Ai de ti! Ai de ti, meu Portugal!
Grande Crime! Tremenda Expiação
!”



3 Comments:

Anonymous Anónimo said...

Obrigada, Deus, por me teres feito inculta e básica. Ao menos não dou secas de morte às outras pessoas nem destruo blogs que costumavam ser vivos e interessantes, à custa de tanto copy paste que apenas demonstra a limitada criatividade de quem escreve.

2:17 da tarde  
Blogger Alexandre Dias Pinto said...

Cara Senhora à beira de um ataque de nervos:

A sua crítica não é pertinente nem justa. Em primeiro lugar, porque os textos escritos para blogues não têm de respeitar uma única temática (política, literatura, desporto, etc.); é saudável que os temas tratados num blogue sejam variados. O que o Pedro aqui faz é recuperar factos, dados, memórias que ficaram perdidos no tempo e que urge preservar. Os seus textos são interessantíssimos pelo assunto abordado, pela subtileza da escolha e da forma como são apresentados. E, depois... são escritos com o estilo fascinante e riquíssimo do seu autor.

Falta de criatividade? Que crítica mais infundada! O artigo é, como outros que o Pedro escreve, um texto de divulgação, de recuperação de factos e memórias. Mas, como eu disse, é apresentado com uma leveza e com um estilo, aqui escorreito (apesar de erudito) ali humorístico, que lhe confere criatividade e identidade.

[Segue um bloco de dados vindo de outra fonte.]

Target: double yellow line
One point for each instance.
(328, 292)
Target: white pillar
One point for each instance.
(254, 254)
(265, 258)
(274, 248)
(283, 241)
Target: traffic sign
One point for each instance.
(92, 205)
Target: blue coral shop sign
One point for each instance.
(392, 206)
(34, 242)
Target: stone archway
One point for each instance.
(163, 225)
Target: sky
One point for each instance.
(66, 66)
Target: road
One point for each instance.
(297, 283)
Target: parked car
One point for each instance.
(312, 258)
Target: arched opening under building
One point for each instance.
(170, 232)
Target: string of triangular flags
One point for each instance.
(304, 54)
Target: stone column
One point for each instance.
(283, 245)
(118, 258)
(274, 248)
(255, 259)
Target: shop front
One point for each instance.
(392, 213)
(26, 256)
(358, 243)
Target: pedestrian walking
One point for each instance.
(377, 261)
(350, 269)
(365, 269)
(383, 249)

Copy-paste? Que loucura! Os textos são do signatário do artigo. E, cara senhora, citar não é plagiar. Quando os excertos são convocados, pretende-se dar a palavra aos intervenientes directos. Mas as citações são excerto integrados no texto do autor.

Um conselho: diziam os Parodiantes de Lisboa que a cevada era boa para os nervos. Teste a teoria.

9:27 da manhã  
Anonymous Anónimo said...

Ah, espera, que afinal estão bem um para o outro. Adeus.